Here, $G(x)_i$ denotes the $n$-dimensional output of the gating network for the $i$-th expert, and $E_i(x)$ is the output of the $i$-th expert network. If the gating vector is sparse, we can avoid computing the outputs of experts whose gates are zero. There are multiple alternative ways of implementing $G(x)$ [5, 6, 7], but a simple and performant one is implemented by taking the softmax over the Top-K logits of a linear layer [8]. We use

$ G(x) := \text{Softmax}(\text{TopK}(x \cdot W_g)), $

where $(\text{TopK}(\ell))_i := \ell_i$ if $\ell_i$ is among the top-K coordinates of logits $\ell \in \mathbb{R}^n$ and $(\text{TopK}(\ell))_i := -\infty$ otherwise. The value of K – the number of experts used per token – is a hyper-parameter that modulates the amount of compute used to process each token. If one increases $n$ while keeping $K$ fixed, one can increase the model's parameter count while keeping its computational cost effectively constant.

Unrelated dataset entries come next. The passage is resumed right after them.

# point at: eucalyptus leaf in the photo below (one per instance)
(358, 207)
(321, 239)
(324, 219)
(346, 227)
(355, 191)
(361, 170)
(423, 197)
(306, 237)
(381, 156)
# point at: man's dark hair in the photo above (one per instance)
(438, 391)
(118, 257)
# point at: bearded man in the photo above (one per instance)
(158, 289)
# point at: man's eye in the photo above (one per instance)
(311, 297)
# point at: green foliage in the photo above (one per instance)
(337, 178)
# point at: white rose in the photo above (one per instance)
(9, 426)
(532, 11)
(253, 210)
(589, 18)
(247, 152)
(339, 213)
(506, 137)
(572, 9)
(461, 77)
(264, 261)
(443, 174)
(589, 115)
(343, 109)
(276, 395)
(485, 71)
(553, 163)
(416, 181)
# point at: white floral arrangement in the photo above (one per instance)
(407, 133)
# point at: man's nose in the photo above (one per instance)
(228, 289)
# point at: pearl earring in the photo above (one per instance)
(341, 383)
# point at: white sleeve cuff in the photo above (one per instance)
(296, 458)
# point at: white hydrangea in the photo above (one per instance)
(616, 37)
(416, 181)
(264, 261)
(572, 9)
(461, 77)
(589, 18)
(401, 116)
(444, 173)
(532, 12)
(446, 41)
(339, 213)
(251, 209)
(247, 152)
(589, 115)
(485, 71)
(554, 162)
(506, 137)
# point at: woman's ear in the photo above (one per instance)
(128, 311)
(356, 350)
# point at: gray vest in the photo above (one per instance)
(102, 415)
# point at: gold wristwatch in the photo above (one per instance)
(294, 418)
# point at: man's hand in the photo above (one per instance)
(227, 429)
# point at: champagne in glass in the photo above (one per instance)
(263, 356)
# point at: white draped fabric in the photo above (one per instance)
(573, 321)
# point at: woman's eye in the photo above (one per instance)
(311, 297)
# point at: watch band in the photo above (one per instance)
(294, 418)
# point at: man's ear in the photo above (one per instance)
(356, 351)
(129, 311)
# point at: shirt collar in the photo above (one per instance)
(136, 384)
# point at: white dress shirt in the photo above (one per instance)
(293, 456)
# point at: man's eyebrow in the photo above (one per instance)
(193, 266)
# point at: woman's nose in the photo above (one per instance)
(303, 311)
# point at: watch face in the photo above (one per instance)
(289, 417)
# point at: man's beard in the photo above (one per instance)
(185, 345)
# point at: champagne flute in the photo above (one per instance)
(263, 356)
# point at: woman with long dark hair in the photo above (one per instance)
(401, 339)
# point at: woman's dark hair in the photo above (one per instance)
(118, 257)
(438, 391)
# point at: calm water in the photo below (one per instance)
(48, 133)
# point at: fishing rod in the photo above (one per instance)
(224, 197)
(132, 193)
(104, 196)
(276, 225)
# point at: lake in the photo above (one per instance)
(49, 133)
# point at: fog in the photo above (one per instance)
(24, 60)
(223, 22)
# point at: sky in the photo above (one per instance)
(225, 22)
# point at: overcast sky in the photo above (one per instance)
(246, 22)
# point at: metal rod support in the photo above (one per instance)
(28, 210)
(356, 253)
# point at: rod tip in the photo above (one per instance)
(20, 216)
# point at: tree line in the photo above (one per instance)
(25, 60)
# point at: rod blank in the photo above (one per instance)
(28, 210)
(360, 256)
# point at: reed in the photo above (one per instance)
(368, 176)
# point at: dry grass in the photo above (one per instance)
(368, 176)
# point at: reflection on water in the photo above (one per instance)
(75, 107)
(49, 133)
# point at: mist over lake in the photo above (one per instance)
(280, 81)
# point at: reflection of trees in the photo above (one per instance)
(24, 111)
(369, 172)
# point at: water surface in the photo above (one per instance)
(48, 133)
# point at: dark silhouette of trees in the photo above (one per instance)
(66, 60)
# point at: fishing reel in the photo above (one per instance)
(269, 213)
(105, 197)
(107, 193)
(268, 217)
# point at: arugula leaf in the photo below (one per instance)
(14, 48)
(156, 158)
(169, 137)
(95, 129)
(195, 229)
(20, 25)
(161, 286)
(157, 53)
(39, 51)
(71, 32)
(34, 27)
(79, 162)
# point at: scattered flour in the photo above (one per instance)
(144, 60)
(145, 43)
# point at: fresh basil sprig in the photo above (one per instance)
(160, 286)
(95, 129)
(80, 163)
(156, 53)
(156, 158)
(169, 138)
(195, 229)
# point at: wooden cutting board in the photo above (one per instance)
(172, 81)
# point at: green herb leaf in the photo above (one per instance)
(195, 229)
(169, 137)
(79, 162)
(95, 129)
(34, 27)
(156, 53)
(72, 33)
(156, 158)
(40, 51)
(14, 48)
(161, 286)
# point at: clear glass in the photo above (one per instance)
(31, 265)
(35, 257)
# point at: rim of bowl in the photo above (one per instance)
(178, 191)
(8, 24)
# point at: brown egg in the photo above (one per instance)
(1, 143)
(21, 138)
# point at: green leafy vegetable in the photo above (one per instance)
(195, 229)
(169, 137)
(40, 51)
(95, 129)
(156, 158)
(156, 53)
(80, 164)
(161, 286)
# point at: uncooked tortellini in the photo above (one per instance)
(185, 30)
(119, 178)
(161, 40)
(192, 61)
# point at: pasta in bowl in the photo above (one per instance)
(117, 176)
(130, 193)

This motivates a distinction between the model's total parameter count (commonly referenced as the sparse parameter count), which grows with $n$, and the number of parameters used for processing an individual token (called the active parameter count), which grows with $K$ up to $n$.

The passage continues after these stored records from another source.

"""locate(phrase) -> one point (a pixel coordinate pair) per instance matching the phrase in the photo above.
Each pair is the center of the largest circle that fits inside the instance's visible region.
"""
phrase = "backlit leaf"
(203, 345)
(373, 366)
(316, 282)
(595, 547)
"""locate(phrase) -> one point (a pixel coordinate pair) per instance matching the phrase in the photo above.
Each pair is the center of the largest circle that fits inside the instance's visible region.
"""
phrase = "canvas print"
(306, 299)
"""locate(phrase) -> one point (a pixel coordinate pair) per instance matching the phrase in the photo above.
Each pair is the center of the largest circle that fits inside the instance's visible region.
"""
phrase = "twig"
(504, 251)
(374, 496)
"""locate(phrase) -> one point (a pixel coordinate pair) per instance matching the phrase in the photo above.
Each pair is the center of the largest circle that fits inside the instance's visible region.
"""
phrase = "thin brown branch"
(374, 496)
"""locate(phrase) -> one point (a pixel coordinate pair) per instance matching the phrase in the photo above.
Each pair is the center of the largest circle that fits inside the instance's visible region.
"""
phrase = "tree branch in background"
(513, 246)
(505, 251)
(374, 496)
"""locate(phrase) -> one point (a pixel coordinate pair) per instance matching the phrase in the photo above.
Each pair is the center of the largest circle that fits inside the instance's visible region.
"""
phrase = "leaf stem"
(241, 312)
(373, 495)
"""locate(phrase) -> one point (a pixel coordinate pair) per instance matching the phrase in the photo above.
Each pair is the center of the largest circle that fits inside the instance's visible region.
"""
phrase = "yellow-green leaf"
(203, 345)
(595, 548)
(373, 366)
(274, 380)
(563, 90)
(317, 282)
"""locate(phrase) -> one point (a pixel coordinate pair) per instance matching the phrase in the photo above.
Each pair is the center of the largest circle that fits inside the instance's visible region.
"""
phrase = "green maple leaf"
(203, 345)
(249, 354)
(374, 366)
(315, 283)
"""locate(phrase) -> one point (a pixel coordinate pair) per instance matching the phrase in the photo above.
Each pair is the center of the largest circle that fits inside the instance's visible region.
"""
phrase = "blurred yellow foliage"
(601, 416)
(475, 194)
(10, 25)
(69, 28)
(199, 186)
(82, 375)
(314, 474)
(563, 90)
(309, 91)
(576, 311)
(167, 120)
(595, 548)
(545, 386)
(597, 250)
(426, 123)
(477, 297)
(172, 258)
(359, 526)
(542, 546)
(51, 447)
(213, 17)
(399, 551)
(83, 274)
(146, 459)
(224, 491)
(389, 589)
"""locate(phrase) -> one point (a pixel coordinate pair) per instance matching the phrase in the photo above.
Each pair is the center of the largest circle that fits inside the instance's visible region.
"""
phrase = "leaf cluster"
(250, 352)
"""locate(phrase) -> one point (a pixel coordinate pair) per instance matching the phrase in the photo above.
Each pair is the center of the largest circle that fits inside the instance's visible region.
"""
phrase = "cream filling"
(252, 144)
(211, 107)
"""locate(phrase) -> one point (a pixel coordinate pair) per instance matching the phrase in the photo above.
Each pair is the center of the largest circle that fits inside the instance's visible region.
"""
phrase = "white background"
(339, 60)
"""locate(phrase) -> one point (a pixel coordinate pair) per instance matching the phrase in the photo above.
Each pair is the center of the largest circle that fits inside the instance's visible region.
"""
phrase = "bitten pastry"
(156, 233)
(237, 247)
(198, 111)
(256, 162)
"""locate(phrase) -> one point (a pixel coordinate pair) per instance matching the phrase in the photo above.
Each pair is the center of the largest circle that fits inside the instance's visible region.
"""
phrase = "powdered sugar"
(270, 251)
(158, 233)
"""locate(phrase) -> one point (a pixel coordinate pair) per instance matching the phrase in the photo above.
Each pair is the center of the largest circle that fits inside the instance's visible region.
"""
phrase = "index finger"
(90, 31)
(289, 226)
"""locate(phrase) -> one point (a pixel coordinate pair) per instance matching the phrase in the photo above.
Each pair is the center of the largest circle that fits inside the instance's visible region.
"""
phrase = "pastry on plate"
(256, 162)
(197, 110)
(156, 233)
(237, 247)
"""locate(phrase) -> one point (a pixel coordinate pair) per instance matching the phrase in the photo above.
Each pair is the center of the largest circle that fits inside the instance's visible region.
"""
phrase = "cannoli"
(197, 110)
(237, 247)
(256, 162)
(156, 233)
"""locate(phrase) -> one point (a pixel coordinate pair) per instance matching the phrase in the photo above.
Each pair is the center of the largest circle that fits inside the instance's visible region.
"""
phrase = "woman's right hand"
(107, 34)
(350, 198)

MoE layers can be run efficiently on single GPUs with high performance specialized kernels. For example, Megablocks [9] casts the feed-forward network (FFN) operations of the MoE layer as large sparse matrix multiplications, significantly enhancing the execution speed and naturally handling cases where different experts get a variable number of tokens assigned to them. Moreover, the MoE layer can be distributed to multiple GPUs through standard Model Parallelism techniques, and through a particular kind of partitioning strategy called Expert Parallelism (EP) [8]. During the MoE layer's execution, tokens meant to be processed by a specific expert are routed to the corresponding GPU for processing, and the expert's output is returned to the original token location. Note that EP introduces challenges in load balancing, as it is essential to distribute the workload evenly across the GPUs to prevent overloading individual GPUs or hitting computational bottlenecks.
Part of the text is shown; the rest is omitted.